No último postal referi que, a partir de Olieu, surgiram duas correntes éticas, políticas e jurídicas opostas: a de Guilherme de Ockham e a de Duns Escoto. Ambas as correntes acabaram por se aglutinar em Rousseau, ou melhor, acabaram por ser sintetizadas pela filosofia política de Rousseau.

Os franciscanos medievais eram radicais e fundamentalistas puritanos, na linha dos cristãos gnósticos eremitas da antiguidade tardia. O voto de pobreza radical dos franciscanos levantou um problema ético: como é que se pode conciliar os votos radicais de pobreza com o facto de o franciscano ser um ser humano e necessitar de fazer uso das coisas materiais? Afinal, até um franciscano radical tem direito, por exemplo, a livros — que custam dinheiro — para ler e para se instruir; e como dizia Jesus Cristo, “nem só de pão vive o Homem”.

Ockham resolveu hipocritamente este problema ético mediante o conceito de ius poli, em contraponto ao conceito de ius fori [direito positivo]. É neste ponto que os franciscanos se afastam radicalmente da ética de S. Tomás de Aquino. Através do conceito de ius poli, Ockham transformou o direito positivo em direito subjectivo — que é, no fundo, o que passou a vigorar na modernidade a partir de Rousseau.

O ius poli é o direito da consciência que se transforma em supremacia absoluta da liberdade subjectiva [por exemplo, no caso de Ockham, da liberdade evangélica] que gera uma série de direitos inalienáveis. Temos aqui o nascimento dos “direitos humanos” modernos, e da invenção de novos “direitos humanos” para tudo e para qualquer coisa. Segundo Ockham, o ius poli não é senão um poder conforme à “recta razão” [sem explicar o que é a “recta razão”] e sem o pacto social previsto por Olieu.

O ius poli de Ockham é, também, uma espécie de direito divino imutável que tem a característica de poder ser invocado, de forma subjectiva, por qualquer ser humano.
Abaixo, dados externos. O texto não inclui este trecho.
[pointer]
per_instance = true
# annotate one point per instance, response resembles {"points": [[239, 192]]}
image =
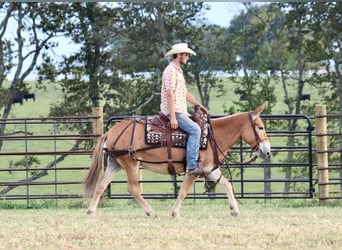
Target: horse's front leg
{"points": [[133, 187], [188, 181], [110, 172], [215, 176]]}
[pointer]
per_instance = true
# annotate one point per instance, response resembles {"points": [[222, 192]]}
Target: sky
{"points": [[220, 13]]}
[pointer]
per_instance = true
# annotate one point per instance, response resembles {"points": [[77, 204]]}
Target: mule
{"points": [[127, 150]]}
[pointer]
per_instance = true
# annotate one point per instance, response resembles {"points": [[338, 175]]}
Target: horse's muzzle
{"points": [[264, 150]]}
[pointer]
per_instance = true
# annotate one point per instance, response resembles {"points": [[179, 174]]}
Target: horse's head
{"points": [[254, 133]]}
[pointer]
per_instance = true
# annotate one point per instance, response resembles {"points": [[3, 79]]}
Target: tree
{"points": [[35, 25]]}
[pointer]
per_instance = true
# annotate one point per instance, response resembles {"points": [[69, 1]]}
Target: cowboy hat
{"points": [[180, 48]]}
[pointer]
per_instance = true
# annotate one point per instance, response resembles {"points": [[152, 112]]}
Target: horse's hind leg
{"points": [[112, 169], [183, 191], [215, 176], [133, 187]]}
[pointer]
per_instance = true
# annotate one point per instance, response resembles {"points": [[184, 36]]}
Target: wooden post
{"points": [[97, 123], [322, 155]]}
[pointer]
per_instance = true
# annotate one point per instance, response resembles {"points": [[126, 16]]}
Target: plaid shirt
{"points": [[173, 78]]}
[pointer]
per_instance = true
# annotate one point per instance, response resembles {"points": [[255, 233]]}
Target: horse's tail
{"points": [[96, 169]]}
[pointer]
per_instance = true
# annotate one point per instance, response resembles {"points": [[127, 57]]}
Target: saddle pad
{"points": [[178, 137]]}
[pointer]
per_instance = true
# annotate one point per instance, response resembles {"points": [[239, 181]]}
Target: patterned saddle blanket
{"points": [[158, 125]]}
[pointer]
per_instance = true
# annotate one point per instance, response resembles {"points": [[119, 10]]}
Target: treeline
{"points": [[277, 45]]}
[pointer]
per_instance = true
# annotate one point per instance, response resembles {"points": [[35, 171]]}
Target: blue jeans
{"points": [[194, 135]]}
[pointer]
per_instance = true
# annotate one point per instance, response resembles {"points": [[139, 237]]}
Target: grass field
{"points": [[122, 224], [203, 225]]}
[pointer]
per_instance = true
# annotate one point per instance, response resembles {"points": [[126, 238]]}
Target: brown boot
{"points": [[195, 172]]}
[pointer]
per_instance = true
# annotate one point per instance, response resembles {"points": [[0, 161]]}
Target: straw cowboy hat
{"points": [[180, 48]]}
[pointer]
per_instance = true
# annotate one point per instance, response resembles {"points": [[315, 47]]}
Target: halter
{"points": [[257, 137]]}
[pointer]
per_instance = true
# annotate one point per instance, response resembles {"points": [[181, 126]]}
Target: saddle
{"points": [[159, 131]]}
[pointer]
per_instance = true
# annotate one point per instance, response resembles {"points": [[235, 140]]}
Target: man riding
{"points": [[174, 98]]}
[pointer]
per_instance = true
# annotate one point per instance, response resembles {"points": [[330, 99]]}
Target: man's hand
{"points": [[173, 122], [203, 109]]}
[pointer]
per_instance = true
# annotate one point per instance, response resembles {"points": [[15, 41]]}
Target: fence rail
{"points": [[48, 163]]}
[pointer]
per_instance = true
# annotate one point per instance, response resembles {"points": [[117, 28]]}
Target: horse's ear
{"points": [[259, 109]]}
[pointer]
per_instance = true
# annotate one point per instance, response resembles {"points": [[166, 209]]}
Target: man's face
{"points": [[183, 58]]}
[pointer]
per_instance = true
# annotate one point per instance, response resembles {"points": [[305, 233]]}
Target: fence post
{"points": [[322, 155], [97, 123]]}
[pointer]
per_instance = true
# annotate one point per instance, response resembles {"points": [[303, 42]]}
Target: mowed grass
{"points": [[202, 225]]}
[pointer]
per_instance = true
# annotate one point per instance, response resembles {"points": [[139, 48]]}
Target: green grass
{"points": [[40, 108], [202, 225]]}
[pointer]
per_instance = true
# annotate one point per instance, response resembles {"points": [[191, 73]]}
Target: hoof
{"points": [[91, 213], [175, 214], [234, 213], [152, 215]]}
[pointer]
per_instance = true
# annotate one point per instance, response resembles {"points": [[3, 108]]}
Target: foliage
{"points": [[30, 162]]}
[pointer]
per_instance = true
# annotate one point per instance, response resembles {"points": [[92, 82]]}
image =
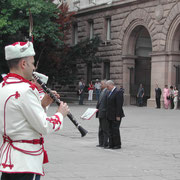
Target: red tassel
{"points": [[45, 157]]}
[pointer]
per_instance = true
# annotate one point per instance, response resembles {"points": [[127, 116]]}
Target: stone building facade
{"points": [[141, 43]]}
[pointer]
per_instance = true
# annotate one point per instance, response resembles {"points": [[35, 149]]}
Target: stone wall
{"points": [[161, 18]]}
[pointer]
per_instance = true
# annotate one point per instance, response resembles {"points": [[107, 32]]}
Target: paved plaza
{"points": [[150, 148]]}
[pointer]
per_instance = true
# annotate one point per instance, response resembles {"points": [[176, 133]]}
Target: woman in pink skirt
{"points": [[166, 97]]}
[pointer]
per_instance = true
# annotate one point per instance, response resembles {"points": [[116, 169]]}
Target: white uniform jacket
{"points": [[22, 124]]}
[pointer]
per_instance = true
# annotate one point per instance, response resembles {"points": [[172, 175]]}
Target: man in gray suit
{"points": [[103, 133]]}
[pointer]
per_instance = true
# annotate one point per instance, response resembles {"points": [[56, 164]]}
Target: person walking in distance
{"points": [[23, 120], [90, 91], [140, 95], [158, 96], [103, 133], [175, 97], [115, 114], [97, 89], [166, 97]]}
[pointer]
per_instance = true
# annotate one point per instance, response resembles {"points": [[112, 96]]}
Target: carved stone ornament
{"points": [[159, 12]]}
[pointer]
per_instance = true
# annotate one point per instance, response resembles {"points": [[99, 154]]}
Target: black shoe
{"points": [[116, 147], [99, 145]]}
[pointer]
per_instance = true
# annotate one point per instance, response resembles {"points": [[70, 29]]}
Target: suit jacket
{"points": [[114, 105], [102, 104]]}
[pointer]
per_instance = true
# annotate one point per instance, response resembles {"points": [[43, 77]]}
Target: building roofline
{"points": [[107, 5]]}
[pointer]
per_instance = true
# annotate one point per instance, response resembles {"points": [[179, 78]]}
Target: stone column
{"points": [[128, 63]]}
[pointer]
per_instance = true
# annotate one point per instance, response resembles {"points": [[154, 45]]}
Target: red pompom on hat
{"points": [[19, 50]]}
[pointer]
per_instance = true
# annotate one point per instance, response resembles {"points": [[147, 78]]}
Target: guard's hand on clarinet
{"points": [[47, 100], [63, 109]]}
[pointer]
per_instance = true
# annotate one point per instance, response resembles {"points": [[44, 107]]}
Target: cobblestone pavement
{"points": [[150, 148]]}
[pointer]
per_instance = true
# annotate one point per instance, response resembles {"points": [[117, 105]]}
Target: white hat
{"points": [[19, 50], [3, 75], [42, 77]]}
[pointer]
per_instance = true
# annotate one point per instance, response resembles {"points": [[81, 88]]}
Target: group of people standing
{"points": [[110, 113], [91, 88], [170, 97]]}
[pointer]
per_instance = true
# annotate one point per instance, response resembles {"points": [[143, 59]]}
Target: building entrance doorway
{"points": [[141, 73]]}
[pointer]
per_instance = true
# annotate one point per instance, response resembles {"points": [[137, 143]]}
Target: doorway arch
{"points": [[137, 60]]}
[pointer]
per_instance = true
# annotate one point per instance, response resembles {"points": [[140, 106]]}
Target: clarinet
{"points": [[58, 102]]}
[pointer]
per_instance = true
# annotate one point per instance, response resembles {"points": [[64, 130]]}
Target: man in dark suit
{"points": [[114, 114], [158, 96], [103, 133]]}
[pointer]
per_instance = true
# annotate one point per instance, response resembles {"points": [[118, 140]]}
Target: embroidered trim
{"points": [[54, 120], [10, 75]]}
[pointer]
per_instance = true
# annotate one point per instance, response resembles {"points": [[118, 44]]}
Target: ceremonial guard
{"points": [[23, 120]]}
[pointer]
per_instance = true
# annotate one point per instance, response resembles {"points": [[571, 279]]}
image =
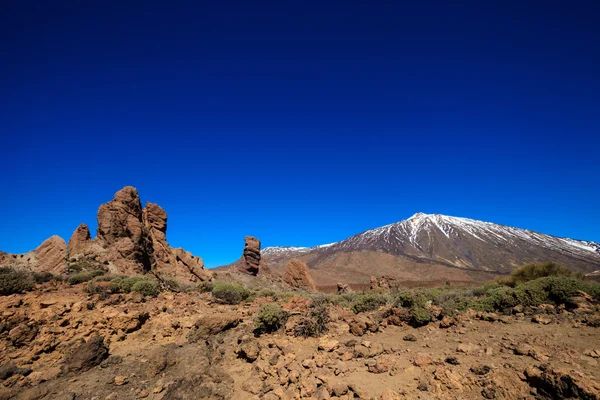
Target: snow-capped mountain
{"points": [[426, 245]]}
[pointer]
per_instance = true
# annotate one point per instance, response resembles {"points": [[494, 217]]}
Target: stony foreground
{"points": [[60, 343]]}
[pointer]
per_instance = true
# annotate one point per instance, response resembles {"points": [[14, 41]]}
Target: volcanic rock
{"points": [[121, 232], [297, 275], [80, 240], [250, 262], [51, 256], [343, 288], [87, 355]]}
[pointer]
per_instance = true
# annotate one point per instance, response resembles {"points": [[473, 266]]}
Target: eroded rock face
{"points": [[121, 231], [87, 355], [131, 240], [51, 256], [251, 257], [176, 263], [297, 275], [80, 240]]}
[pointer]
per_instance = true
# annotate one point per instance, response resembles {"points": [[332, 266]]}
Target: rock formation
{"points": [[177, 263], [297, 275], [51, 256], [130, 240], [250, 262], [80, 240], [121, 232], [344, 288]]}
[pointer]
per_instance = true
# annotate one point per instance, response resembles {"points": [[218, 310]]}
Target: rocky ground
{"points": [[57, 342]]}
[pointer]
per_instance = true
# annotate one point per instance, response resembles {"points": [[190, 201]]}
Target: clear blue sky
{"points": [[298, 122]]}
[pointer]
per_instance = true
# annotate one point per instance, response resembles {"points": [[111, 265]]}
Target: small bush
{"points": [[108, 278], [316, 320], [14, 281], [43, 277], [93, 288], [530, 272], [84, 276], [266, 293], [230, 293], [419, 317], [146, 287], [368, 302], [114, 287], [270, 318], [205, 287], [171, 285], [127, 283]]}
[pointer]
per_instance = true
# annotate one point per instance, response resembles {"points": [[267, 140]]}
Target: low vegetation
{"points": [[270, 318], [316, 320], [369, 302], [530, 272], [230, 293], [86, 276]]}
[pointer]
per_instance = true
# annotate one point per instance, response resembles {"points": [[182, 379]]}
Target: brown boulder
{"points": [[121, 232], [87, 355], [176, 263], [80, 240], [561, 384], [250, 262], [210, 325], [297, 275], [51, 256]]}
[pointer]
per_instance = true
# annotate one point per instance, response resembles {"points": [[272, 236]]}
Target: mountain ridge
{"points": [[433, 246]]}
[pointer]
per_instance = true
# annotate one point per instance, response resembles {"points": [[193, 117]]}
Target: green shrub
{"points": [[14, 281], [266, 293], [369, 302], [419, 317], [530, 272], [146, 287], [270, 318], [93, 288], [114, 287], [43, 277], [316, 320], [127, 283], [205, 287], [171, 285], [230, 293], [84, 276]]}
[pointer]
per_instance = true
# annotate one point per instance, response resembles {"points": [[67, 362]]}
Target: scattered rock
{"points": [[297, 275], [410, 338], [87, 355], [343, 288], [210, 325], [121, 380]]}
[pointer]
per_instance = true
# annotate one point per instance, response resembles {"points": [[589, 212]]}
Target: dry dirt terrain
{"points": [[58, 342]]}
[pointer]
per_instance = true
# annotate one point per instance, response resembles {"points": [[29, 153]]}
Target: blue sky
{"points": [[298, 122]]}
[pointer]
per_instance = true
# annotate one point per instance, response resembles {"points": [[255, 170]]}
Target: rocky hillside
{"points": [[435, 247], [130, 240], [59, 342]]}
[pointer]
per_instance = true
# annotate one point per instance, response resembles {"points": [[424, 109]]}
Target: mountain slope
{"points": [[433, 247]]}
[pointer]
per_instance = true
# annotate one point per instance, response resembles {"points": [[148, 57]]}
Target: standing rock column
{"points": [[251, 257], [121, 231]]}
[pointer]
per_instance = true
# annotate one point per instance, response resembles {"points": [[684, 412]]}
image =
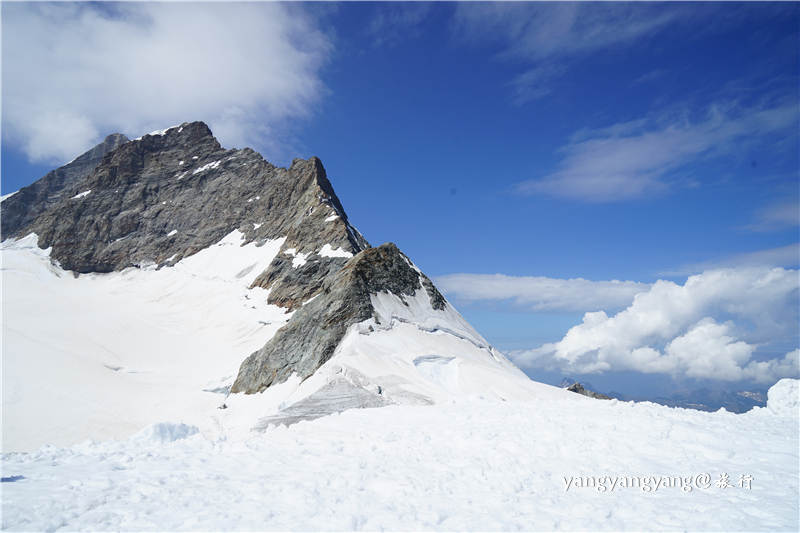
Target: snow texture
{"points": [[112, 383], [473, 464], [9, 195], [329, 251], [83, 194], [207, 166]]}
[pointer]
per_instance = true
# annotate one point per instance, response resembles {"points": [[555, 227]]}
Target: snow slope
{"points": [[103, 355], [468, 464], [143, 357]]}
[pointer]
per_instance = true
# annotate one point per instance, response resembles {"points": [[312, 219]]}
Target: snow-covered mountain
{"points": [[172, 272], [195, 339]]}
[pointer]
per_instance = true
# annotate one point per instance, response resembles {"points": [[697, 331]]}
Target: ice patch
{"points": [[158, 133], [7, 196], [783, 398], [300, 260], [329, 251], [83, 194], [208, 166], [164, 432]]}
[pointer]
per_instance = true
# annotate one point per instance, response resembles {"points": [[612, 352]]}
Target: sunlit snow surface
{"points": [[104, 355], [144, 356], [467, 465]]}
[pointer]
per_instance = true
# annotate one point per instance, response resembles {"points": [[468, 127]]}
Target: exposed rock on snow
{"points": [[580, 389], [20, 210], [136, 202], [314, 332]]}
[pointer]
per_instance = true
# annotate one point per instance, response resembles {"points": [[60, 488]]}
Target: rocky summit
{"points": [[155, 200], [167, 195]]}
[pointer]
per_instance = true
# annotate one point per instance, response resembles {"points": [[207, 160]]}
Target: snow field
{"points": [[470, 464]]}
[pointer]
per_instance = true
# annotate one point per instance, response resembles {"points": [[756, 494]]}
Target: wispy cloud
{"points": [[394, 23], [777, 216], [536, 83], [710, 327], [632, 159], [538, 293], [782, 256], [547, 36], [539, 31], [75, 72]]}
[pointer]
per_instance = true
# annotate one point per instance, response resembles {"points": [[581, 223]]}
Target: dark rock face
{"points": [[166, 196], [312, 335], [579, 389], [163, 197], [21, 209]]}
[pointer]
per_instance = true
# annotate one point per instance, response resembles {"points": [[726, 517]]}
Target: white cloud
{"points": [[676, 329], [535, 83], [75, 72], [540, 293], [782, 256], [629, 160]]}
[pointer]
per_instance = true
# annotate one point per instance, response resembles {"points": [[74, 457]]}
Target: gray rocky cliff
{"points": [[160, 198], [580, 389], [29, 202], [312, 335], [168, 195]]}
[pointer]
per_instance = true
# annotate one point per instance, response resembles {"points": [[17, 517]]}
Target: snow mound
{"points": [[165, 432], [783, 398]]}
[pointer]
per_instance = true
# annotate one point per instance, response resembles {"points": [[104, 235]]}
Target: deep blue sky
{"points": [[430, 117]]}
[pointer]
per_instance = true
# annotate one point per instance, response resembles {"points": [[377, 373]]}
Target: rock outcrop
{"points": [[29, 202], [167, 195], [312, 335], [580, 389]]}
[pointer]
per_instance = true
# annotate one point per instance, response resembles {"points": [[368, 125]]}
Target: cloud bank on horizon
{"points": [[709, 328], [248, 70]]}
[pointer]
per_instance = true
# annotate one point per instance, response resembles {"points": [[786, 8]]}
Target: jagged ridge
{"points": [[165, 196], [311, 337]]}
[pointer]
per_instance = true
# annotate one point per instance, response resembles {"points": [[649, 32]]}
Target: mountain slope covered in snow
{"points": [[208, 275], [194, 338]]}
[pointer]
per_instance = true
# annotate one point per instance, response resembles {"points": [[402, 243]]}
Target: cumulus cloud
{"points": [[541, 293], [73, 73], [781, 256], [710, 327], [629, 160]]}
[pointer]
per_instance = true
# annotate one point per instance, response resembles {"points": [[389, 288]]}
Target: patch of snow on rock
{"points": [[83, 194], [7, 196], [783, 398], [207, 166], [329, 251]]}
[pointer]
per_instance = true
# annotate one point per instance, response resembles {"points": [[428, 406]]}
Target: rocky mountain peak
{"points": [[344, 299]]}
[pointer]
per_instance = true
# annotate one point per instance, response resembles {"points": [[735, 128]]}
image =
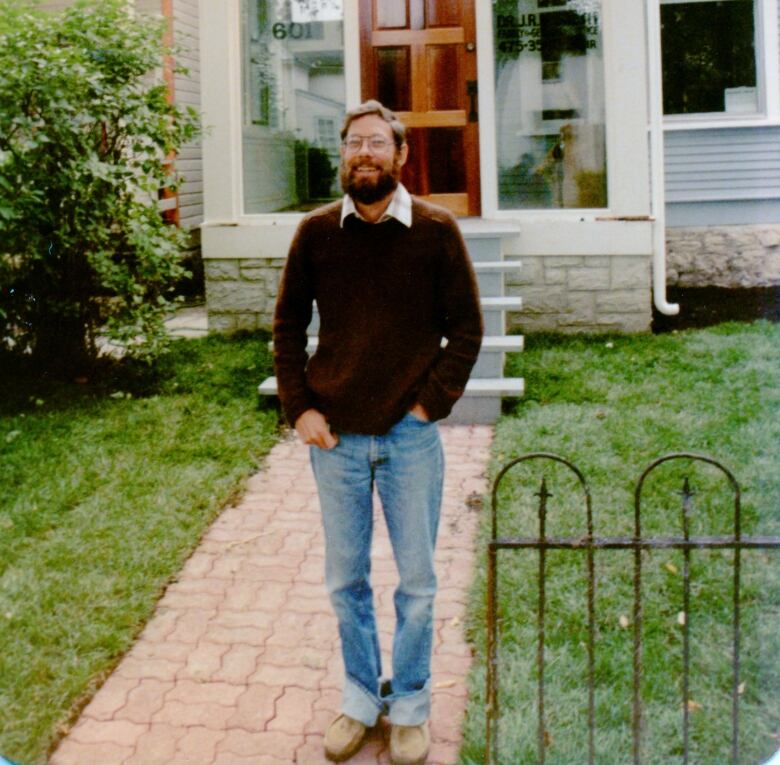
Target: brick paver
{"points": [[241, 663]]}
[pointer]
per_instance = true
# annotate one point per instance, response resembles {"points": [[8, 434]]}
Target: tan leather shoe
{"points": [[343, 738], [409, 744]]}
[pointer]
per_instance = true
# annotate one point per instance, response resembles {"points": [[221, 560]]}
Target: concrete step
{"points": [[477, 388], [491, 275], [495, 343], [481, 404], [494, 312]]}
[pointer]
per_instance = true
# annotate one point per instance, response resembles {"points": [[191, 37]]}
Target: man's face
{"points": [[369, 173]]}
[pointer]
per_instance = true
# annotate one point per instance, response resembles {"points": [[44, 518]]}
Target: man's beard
{"points": [[370, 190]]}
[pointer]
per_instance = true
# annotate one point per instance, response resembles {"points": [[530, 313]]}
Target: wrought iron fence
{"points": [[588, 544]]}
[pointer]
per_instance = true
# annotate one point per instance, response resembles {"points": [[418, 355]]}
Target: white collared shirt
{"points": [[400, 208]]}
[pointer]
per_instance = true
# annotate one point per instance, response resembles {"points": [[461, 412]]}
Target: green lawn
{"points": [[612, 405], [103, 495]]}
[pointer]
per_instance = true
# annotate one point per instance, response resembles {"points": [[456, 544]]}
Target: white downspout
{"points": [[658, 202]]}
E dado que os franciscanos fundamentalistas não tinham direito [positivo] sobre as coisas, poderiam passar a gozar das coisas por via do conceito de ius poli, e sem recorrer a qualquer instituição humana ou ao ius fori [direito positivo]. O ius poli é, assim, um conceito pré-social; uma espécie de “faz de conta que a sociedade não existe”.

Em nome do ius poli, Ockham defendeu a validade da ideia segundo a qual “um pobre tem todo o direito de roubar para comer”. Hegel defendeu a mesma ideia mediante o conceito de “direito de necessidade” (Notrecht).

Contrariamente a Ockham, S. Tomás de Aquino defendeu a ideia segundo a qual o pobre não tem o direito de roubar, mas tem uma atenuante em relação ao crime de roubo; esta simples nuance é fundamental na diferença entre as duas éticas: a de Ockham é radical [no sentido gnóstico fundamentalista], e a de S. Tomás de Aquino é racional.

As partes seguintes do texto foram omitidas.